Bukan Soal Sepele, Ini Alasan Muncul Rembesan Oli Tipis di Mesin Motor

- Rembesan oli tipis di mesin motor menandakan adanya masalah pada sistem kerapatan komponen, dan jika dibiarkan bisa menyebabkan kerusakan mekanis yang lebih serius.
- Penyebab utama rembesan adalah paking karet yang mengeras akibat paparan panas, tekanan udara berlebih karena saluran ventilasi tersumbat, serta kesalahan pengisian oli melebihi kapasitas.
- Pemilik motor disarankan tidak mengabaikan tanda awal ini dan segera memeriksa sumber kebocoran agar mencegah kerusakan besar serta biaya perbaikan tinggi di kemudian hari.
Melihat adanya noda basah atau lapisan minyak tipis yang menempel di sela-sela mesin sepeda motor sering kali menimbulkan rasa cemas bagi para pemilik kendaraan. Meskipun rembesan tersebut belum sampai menetes ke lantai garasi, kemunculannya menandakan adanya ketidakberesan pada sistem kerapatan komponen pembungkus jantung pacu.
Banyak pengendara yang cenderung mengabaikan gejala awal ini karena menganggap performa kendaraan masih terasa normal saat digunakan berkendara sehari-hari. Padahal, membiarkan noda minyak tersebut terus menempel tanpa dicari penyebabnya dapat memicu kerusakan mekanis yang jauh lebih serius dan menguras isi dompet di kemudian hari.
1. Penurunan kelenturan komponen paking karet akibat paparan panas

Penyebab paling utama dari munculnya noda minyak tipis di sela-sela blok mesin adalah melemahnya elastisitas komponen penyekat atau yang sering disebut paking.

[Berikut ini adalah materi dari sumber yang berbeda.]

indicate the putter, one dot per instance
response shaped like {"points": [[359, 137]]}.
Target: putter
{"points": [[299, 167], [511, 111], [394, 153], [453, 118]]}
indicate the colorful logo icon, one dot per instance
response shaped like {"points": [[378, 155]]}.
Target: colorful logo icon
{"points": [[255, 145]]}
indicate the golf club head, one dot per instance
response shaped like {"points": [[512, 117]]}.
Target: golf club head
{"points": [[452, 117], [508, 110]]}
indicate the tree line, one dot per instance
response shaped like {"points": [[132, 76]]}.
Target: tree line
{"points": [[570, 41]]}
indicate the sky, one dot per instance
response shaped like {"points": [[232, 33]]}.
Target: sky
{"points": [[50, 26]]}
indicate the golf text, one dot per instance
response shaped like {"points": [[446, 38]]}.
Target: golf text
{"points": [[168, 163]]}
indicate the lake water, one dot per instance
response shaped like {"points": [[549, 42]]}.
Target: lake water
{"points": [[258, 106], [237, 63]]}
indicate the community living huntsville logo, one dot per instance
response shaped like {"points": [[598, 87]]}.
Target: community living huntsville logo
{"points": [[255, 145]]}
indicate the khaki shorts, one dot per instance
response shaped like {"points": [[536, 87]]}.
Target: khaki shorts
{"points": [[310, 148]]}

Komponen yang umumnya terbuat dari bahan karet atau kertas khusus ini bertugas untuk menyumbat celah antar-sambungan logam agar cairan pelumas tidak keluar dari ruang bakar.
Seiring bertambahnya usia pakai kendaraan, komponen penyekat tersebut akan terus-menerus terpapar oleh suhu panas ekstrem yang dihasilkan oleh proses pembakaran mesin. Akibatnya, material karet akan berubah menjadi keras, getas, dan mengalami penyusutan ukuran, sehingga cairan pelumas yang encer dapat menyusup keluar melalui celah mikro tersebut.
2. Tekanan udara di dalam ruang engkol yang terlalu tinggi

Kondisi teknis lain yang jarang disadari oleh pemilik kendaraan adalah tersumbatnya saluran pernapasan mesin atau slang hawa yang terhubung ke kotak saringan udara. Saluran ini berfungsi untuk membuang tekanan udara berlebih yang tercipta di dalam ruang engkol akibat pergerakan naik turun komponen piston secara konstan.
Jika saluran ventilasi tersebut tersumbat oleh penumpukan kotoran atau tertekuk, tekanan udara di dalam ruang mesin akan meningkat secara drastis saat motor dipacu. Tekanan tinggi yang terperangkap ini akan mencari jalan keluar dengan cara mendorong cairan pelumas untuk melewati bagian-bagian penyekat yang memiliki titik kerapatan paling lemah.
3. Volume pengisian cairan pelumas yang melebihi batas ketentuan

Kesalahan dalam melakukan perawatan berkala seperti memasukkan cairan pelumas dengan volume yang melebihi kapasitas standar pabrikan juga bisa menjadi pemicu masalah ini. Banyak mekanik atau pemilik yang sengaja melebihkan takaran oli dengan asumsi agar mesin lebih awet dan tidak cepat kering saat menempuh perjalanan jauh.
Nyatanya, ruang di dalam mesin sudah dirancang dengan perhitungan volume yang sangat presisi agar sirkulasi udara dan oli dapat berjalan dengan seimbang. Kelebihan cairan akan membuat ruang udara menyempit, sehingga memicu lonjakan tekanan hidrolik di dalam mesin yang memaksa oli merembes keluar melalui sela-sela baut atau sambungan blok.